Monroe Gaskill was the “go-to” guy in the Cedar Island community during much of his lifetime, which spanned 75 years between 1910 and 1985.

In his memory, the N.C. Department of Transportation named a new bridge after him in 1995. The Monroe Gaskill Memorial Bridge on N.C. Highway 12 in Down East Carteret County is a high-rise span crossing the Thorofare Channel Bay. Essentially, it paved the way to the “end of the road” in Cedar Island.

Lots of people have sung the praises of Monroe Gaskill, because he was a special man in the development of the Down East region.

“Uncle Monroe was like a one-man chamber of commerce for eastern North Carolina,” said nephew Jerry Gaskill.
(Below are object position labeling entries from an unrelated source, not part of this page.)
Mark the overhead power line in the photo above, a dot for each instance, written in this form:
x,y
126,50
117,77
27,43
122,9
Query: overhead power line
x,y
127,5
In other words, he did the things most people thought just happened.

The Gaskill family had its roots on Hog Island, which lies east of Cedar Island, across Cedar Island Bay.

In 2011, historian Connie Mason interviewed Daniel Eugene “Danny” Styron Jr. for an oral history project sponsored by the Core Sound Waterfowl Museum & Heritage Center and Cape Lookout National Seashore. Danny Styron also was a nephew of Monroe Gaskill.

“Uncle Monroe got hooked up with a bunch of people in the R. J. Reynolds Tobacco Co., back in the 1950s. R.J. Reynolds had a place on Hog Island. A lot of prominent citizens from upstate came down to hunt and fish at Hog Island.”

Monroe Gaskill was the caretaker of the Hog Island Hunting Club, as it was properly named. He served as the premier hunting and fishing guide, rubbing elbows with business tycoons, sports stars and politicos.

Danny Styron was awestruck by one of the club’s guests from 1964, Dick Groat, the shortstop of the St. Louis Cardinals. The red birds were the World Series champs in 1964, beating the New York Yankees. (Groat had previously won a 1960 World Series championship ring with the Pittsburgh Pirates.)

Groat had been a collegiate star at Duke University, earning All-America honors in basketball and baseball in 1951 and 1952. In his final regular season basketball game, Groat dropped in 48 points to lead the Blue Devils to crush rival North Carolina, 94-64.

Groat still holds the record for the most points ever scored in a game against the Tar Heels. His basketball jersey (#10) was retired in 1952 — the first Blue Devil jersey to be hoisted to the rafters of Duke’s Cameron Stadium.

Danny Styron recalled another prominent visitor who came to Hog Island in the early 1960s — Iley Lamond Dean of Durham, a member of the N.C. Board of Transportation. (N.C. 147 through Durham is named after him, the I.L. “Buck” Dean Freeway.)

Buck Dean’s visit occurred about the time the state decided to relocate the ferry dock from Atlantic to Cedar Island. All it took was for Monroe Gaskill to arrange a card game one evening at Hog Island with Dean and a few Cedar Island “dignitaries.” The ferry deal was struck while the playing cards were being dealt.

“Uncle Monroe had a lot of influence in Raleigh,” said Danny Styron. “I remember one time they weren’t going to open shrimping, and Uncle Monroe went to Raleigh. When he come back that evening, he told everybody to get right to go shrimping at midnight that night.

“That’s how things were done back then. There were people Down East who could touch people — governors and people like that” who got things taken care of. Among the North Carolina governors who were good friends of Monroe Gaskill were Terry Sanford, Dan Moore and Bob Scott, who served consecutively from 1961-73.

It was recently revealed on social media by Randy Hoss Goodwin and Laken Kristine Brown that Monroe Gaskill had named his old skiff Fishunt, because that’s what he did in her … fish and hunt.

They said: “He nailed her name on the stern, but one day it came off in rough weather. He took it ashore and before going inside Hog Island Club, he stuck it up above the screen door outside. One of the other guides … mentioned how good it looked there.”

“Monroe decided to leave it there. That’s how Hog Island Club also became known as the ‘Fishhunt’ Club or simply ‘Fishhunt.’ All we’ve ever called it; it’s there today.”